For effective use with Snakemake, your scripts should parametrise aspects of the execution that Snakemake is supposed to organise. Most importantly, these are the input and output filenames but could also be other parameters as seen above. This can be facilitated by putting all your functional code into a def main(input_filename, output_filename, **further_parameters) function. The only “free” code in your script should handle the parameter extraction from the snakemake object and call main(…) with the pertinent values.

import sys

def main(input_filename, output_filename, **further_parameters):
    # Put your post-processing here.
    # Take the data from the input_filename(s).
    # Save the results to output_filename(s).
    # Free free to define further functions and use them in here.
    pass

if __name__ == "__main__":

    # Handle parameter extraction.
    try:
        # If we're running from within Snakemake,
        # there is a `snakemake` object in the global namespace
        # that we can get our parameters from.

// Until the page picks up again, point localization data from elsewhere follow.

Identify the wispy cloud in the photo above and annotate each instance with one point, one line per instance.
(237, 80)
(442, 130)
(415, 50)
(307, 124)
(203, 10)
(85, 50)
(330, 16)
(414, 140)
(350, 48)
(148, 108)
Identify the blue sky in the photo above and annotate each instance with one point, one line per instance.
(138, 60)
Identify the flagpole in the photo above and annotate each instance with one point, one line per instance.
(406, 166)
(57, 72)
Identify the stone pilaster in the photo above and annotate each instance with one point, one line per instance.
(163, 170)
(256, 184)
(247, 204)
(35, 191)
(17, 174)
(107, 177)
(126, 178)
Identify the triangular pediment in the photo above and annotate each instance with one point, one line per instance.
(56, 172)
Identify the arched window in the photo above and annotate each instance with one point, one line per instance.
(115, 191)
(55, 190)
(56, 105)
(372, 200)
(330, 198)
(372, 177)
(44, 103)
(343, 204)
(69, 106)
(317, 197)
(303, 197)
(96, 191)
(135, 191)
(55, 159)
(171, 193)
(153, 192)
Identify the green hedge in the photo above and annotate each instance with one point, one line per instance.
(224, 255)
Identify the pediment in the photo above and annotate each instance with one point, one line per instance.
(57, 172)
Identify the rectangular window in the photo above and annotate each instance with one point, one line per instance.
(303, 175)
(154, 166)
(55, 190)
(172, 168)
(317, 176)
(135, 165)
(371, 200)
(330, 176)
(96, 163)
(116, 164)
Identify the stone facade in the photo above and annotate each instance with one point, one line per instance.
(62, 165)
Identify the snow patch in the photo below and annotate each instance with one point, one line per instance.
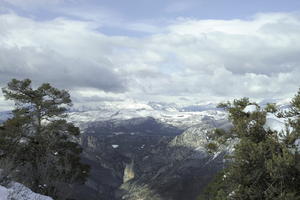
(250, 109)
(297, 144)
(274, 123)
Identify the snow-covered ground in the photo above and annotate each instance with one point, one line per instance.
(179, 116)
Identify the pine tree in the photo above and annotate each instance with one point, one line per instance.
(265, 163)
(39, 140)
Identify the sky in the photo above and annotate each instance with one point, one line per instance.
(159, 50)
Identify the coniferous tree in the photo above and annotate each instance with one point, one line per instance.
(265, 163)
(39, 140)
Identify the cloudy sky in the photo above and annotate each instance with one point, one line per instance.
(158, 50)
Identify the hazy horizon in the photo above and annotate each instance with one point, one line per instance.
(173, 51)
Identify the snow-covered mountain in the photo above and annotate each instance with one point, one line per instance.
(181, 116)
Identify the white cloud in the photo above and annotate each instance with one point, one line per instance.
(258, 57)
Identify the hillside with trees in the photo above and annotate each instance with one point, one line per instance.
(38, 146)
(265, 163)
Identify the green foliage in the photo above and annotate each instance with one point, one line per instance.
(39, 140)
(263, 166)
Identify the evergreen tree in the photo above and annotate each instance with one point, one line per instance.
(39, 140)
(265, 164)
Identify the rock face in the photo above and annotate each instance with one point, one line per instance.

        input_filename = snakemake.input[0]
        # ...

    except NameError:
        # If we got this error,
        # likely there was no `snakemake` object in the namespace.
        # We need to do something else to get our parameters:

        input_filename = sys.argv[1]  # use commandline arguments
        # ...

        # or something more elaborate like argparse, etc.

    # Start the post-processing independent of how we extracted the parameters.
    main(input_filename, output_filename, **further_parameters)

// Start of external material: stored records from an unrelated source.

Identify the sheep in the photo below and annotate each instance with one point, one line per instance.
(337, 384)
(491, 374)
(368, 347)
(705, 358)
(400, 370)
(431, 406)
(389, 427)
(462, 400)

The above code snippet defines a main() function where you can put your post-processing code. The free code of the script is guarded by an if __name__ == “__main__” clause (see here for an explanation). It consists of two parts extracting the parameters and calling the main(…) function.

The snippet uses a try: … except: … clause to guard against the case where we are not actually running from within Snakemake. The suggested alternative takes arguments from the commandline but other things like raising an Exception or using defaults would work. Having this fallback mechanism comes in handy for debugging and manual testing because we don’t need to fire up Snakemake whenever we want to test something.

Cluster execution

To perform this evaluation on the cluster, add the required resource to the “config.yaml”. For example, like this:

set-resources:
  post_processing: # resources for post processing
    slurm_partition: "defq"
    runtime: 20
    nodes: 1
    ntasks: 1
    mem_mb: 5000

Running on a generic cluster

If you want to run on a cluster other than hemera that doesn’t use the slurm scheduler, check the snakemake plugin catalog if there is an executor plugin for your batch system. If there is no executor plugin for your batch system, you can use the generic cluster execution.

Warning

In any case, the Snakefile must be adapted to the specific cluster.

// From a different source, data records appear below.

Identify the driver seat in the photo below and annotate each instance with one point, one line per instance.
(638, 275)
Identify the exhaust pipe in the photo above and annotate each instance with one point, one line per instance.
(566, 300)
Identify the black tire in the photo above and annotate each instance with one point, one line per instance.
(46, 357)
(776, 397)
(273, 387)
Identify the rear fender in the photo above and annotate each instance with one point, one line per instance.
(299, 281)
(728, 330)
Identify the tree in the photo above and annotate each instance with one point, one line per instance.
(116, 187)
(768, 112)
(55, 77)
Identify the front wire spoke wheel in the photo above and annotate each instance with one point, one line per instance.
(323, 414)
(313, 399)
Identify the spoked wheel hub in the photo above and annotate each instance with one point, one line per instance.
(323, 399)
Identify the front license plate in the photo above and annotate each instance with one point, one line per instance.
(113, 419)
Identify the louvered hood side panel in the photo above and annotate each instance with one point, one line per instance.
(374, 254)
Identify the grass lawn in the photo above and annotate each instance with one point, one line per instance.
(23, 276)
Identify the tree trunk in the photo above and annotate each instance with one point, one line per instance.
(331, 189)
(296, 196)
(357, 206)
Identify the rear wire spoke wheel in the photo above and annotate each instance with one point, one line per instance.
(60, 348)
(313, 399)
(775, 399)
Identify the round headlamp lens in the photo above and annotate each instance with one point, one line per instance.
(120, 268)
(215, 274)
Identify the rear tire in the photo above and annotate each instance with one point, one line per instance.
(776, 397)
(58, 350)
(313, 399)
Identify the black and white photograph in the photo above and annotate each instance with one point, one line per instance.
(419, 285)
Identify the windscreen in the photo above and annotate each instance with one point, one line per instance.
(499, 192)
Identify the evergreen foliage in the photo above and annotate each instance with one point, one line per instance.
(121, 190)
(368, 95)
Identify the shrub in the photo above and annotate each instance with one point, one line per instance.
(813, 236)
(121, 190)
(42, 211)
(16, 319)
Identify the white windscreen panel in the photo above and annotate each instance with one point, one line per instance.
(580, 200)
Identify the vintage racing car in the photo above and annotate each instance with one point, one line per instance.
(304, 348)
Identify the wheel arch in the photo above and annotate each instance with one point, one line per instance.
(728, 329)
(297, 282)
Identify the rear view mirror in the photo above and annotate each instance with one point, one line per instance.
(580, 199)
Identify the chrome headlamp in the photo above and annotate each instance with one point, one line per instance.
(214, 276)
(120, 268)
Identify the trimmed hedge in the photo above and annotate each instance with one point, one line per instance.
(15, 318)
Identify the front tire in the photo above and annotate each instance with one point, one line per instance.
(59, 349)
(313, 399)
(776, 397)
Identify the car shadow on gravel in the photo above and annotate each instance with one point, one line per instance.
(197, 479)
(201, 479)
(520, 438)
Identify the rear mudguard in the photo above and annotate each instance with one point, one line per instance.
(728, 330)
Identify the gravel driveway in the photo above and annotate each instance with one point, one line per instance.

The “Snakefile_LSF” is an example for running on a LSF cluster (e.g. Summit) using the generic cluster executer.

To use it:
  • Install snakemake-executor-plugin-cluster-generic plugin.

  • Adapt the executor and add submit command in the config.yaml:

executor: cluster-generic
cluster-generic-submit-cmd: "'bsub -P {resources.proj} -nnodes {resources.nodes} -W {resources.walltime}'"
set-resources:
  compile: # define resources for picongpu compile
    proj: "csc999" # change to your project!
    walltime: 120
    nodes: 1
  • Start workflow with

snakemake --profile .

Note

Recently an LSF executor plugin has been developed which has not been tested with the PIConGPU workflow. If you have access to a LSF cluster, give it a try.